In 1972, Forster was one of the founders of Sappho, which was a social group and one of the UK's longest-running lesbian publications (Sappho magazine was published from 1972 to 1981, although the group continued to meet regularly for many more years). The Sappho group members used to meet in the Chepstow pub in Notting Hill, and had speakers such as Maureen Duffy and Anna Raeburn.

After Sappho, Forster became a member of the Greater London Council's Women's Committee.

From 1992 until her death in 1998, Forster was an active member of the Lesbian Archive and Information Centre management Committee (now part of the Glasgow Women's Library). In 1997, a BBC film crew came to the archive to film her for a programme about her life, which was to be part of The Day That Changed My Life series. Her work has made a huge impact on shaping the archive.

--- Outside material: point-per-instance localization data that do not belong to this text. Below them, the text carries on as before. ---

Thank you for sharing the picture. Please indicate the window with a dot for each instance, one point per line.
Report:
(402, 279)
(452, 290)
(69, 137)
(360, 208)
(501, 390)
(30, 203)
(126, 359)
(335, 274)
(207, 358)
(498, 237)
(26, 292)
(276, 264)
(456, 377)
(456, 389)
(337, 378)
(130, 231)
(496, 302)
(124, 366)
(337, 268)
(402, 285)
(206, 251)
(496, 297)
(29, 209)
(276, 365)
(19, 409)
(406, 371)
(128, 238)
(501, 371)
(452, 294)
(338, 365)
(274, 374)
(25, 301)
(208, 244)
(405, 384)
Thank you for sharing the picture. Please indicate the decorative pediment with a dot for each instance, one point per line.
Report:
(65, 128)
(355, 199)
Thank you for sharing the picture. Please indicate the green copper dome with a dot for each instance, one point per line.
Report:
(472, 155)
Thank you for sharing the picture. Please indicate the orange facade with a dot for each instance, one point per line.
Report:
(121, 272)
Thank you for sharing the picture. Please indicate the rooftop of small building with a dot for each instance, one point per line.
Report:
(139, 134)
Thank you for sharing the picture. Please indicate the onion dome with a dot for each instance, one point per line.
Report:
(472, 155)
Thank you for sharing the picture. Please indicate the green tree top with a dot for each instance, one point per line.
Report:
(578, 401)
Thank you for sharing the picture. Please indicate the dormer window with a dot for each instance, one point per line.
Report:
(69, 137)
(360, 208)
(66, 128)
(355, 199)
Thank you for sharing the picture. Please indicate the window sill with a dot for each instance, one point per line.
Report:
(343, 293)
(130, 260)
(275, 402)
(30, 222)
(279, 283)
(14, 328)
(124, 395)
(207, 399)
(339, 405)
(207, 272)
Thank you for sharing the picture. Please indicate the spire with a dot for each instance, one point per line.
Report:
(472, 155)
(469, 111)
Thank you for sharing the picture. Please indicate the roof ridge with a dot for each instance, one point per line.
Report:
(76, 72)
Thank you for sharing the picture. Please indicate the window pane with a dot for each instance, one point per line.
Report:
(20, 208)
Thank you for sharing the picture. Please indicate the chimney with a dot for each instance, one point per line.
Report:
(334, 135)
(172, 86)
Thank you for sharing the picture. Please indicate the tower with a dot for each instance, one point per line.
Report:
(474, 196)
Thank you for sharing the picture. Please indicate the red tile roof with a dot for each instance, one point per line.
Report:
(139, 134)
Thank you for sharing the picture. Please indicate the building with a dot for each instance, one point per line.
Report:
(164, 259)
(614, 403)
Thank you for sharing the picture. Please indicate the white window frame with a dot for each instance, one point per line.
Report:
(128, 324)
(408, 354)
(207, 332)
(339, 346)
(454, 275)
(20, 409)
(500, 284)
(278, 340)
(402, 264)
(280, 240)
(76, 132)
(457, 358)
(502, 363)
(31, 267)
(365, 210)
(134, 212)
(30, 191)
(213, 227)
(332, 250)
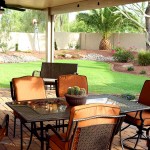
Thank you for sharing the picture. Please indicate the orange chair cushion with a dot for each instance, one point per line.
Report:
(130, 118)
(66, 81)
(2, 132)
(57, 144)
(28, 88)
(85, 111)
(144, 95)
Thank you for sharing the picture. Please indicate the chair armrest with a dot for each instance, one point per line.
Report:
(5, 121)
(75, 73)
(36, 73)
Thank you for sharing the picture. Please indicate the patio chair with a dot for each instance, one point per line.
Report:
(140, 119)
(4, 127)
(91, 127)
(65, 81)
(26, 88)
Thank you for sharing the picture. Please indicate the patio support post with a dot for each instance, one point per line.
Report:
(50, 37)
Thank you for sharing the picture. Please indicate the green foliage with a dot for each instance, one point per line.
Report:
(143, 72)
(123, 56)
(61, 22)
(101, 79)
(128, 96)
(119, 49)
(77, 46)
(16, 47)
(130, 68)
(76, 91)
(55, 44)
(144, 58)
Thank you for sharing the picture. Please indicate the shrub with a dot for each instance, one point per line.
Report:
(123, 56)
(118, 49)
(128, 96)
(144, 58)
(130, 68)
(143, 72)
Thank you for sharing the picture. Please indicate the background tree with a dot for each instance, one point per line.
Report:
(106, 21)
(62, 22)
(22, 21)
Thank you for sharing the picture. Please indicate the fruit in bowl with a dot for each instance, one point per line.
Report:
(76, 96)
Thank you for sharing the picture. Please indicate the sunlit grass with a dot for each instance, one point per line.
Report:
(100, 77)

On 6 November 2017, Google Doodle commemorated her 91st birthday. On 26 February 2025, a rainbow plaque was unveiled at her former London home in Warwick Avenue.

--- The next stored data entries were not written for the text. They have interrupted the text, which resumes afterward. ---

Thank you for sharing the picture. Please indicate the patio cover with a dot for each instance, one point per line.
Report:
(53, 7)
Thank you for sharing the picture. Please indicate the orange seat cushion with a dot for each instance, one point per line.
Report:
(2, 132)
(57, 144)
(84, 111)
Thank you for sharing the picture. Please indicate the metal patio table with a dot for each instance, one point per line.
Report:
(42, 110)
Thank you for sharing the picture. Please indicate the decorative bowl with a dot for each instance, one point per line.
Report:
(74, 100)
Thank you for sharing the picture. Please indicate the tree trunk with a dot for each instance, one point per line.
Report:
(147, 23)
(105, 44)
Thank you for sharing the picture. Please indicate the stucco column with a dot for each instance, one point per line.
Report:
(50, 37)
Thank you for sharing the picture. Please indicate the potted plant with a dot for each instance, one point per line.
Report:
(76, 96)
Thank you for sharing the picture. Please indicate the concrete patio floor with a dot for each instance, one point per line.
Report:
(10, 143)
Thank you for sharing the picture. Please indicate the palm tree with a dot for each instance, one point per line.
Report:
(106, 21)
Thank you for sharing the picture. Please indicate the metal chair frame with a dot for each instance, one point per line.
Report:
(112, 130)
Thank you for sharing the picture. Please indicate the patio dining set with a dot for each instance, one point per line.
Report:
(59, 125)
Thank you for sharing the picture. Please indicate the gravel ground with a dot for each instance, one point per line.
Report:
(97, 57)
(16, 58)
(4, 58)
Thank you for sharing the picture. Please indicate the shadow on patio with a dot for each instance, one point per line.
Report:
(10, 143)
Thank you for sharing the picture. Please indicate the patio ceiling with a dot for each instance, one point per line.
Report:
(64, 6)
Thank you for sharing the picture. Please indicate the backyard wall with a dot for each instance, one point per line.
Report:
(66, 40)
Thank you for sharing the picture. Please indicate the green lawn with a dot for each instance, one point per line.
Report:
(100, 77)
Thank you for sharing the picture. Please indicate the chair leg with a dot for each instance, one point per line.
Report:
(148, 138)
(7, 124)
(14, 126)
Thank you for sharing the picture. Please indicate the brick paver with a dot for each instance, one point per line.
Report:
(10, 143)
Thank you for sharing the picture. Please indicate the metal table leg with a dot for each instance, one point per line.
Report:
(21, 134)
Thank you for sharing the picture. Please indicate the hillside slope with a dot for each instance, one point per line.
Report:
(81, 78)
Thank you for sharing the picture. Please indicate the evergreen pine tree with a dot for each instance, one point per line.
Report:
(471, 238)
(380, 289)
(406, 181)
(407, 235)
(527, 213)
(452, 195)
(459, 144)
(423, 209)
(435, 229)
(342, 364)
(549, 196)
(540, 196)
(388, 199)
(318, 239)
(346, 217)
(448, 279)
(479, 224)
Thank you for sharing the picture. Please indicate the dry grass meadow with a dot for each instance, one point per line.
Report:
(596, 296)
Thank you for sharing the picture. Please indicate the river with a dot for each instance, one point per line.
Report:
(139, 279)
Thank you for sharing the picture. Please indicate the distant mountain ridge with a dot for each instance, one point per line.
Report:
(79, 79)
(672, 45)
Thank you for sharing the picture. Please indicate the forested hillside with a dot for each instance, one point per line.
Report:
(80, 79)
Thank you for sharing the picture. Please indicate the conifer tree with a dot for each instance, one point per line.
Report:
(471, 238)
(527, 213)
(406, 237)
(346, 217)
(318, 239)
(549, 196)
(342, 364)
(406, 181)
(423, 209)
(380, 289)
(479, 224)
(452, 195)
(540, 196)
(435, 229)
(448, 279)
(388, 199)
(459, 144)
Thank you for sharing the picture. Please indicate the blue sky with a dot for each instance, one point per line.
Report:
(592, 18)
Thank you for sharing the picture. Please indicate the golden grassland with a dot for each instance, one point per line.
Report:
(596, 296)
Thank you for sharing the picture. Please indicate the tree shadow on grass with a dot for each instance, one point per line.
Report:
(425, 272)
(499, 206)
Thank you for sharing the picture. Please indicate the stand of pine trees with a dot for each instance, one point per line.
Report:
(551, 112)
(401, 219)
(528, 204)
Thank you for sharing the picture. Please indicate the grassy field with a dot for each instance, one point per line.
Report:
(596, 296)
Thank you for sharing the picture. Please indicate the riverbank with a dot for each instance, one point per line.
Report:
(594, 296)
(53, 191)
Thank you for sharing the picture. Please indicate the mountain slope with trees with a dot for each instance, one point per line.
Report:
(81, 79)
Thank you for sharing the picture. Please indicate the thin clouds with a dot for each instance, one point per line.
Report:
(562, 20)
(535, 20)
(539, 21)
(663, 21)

== Television and film appearances ==
- Caesar's Wife, 1951, television acting role.
- You're Only Young Twice, 1952, film acting role as Nellie.
- Love and Mr Lewisham, 1953, television acting role.
- The Wedding of Lili Marlene, 1953, film acting role as Theatre Barmaid.
- Serious Charge, 1953, repertory theatre acting role.
- The Broken Jug, 1953, television acting role as Grete.
- Gilbert Harding Finds Out, 1954, as straight-to-camera television reporter.
- Lilacs in the Spring, 1954, film acting role.
- The Dam Busters, 1955, film acting role as Canteen Waitress.
- You Can't Escape, 1955, television acting role as Mrs Baggerley.
- Grace Kelly's Monaco wedding to Prince Rainier, 1956, as straight-to-camera television reporter. Won a Prix D'Italia.
- Pantomania or Dick Wittington, 1956, television comedy acting role.
- Tonight, as straight-to-camera television reporter.
- Hotfoot and Highlight, as straight-to-camera television reporter.
- Panorama, as straight-to-camera television reporter.
- Late Night Extra, as straight-to-camera television reporter.
- Trouble for Two, 1958, television acting role in a sitcom.
- Discovering America, 1958–1960, as straight-to-camera television reporter.
- Jacqueline Mackenzie in America, as straight-to-camera television reporter.
- Speak for Yourself, 1974 as television co-scriptwriter.
- Gays: Speaking Up, 1978 as interviewee.
- We Recruit, 1995, appearance in a Channel 4 television documentary about the Lesbian Avengers.
- From High Heels to Sensible Shoes, 1997, contributor to the BBC television series The Day That Changed My Life.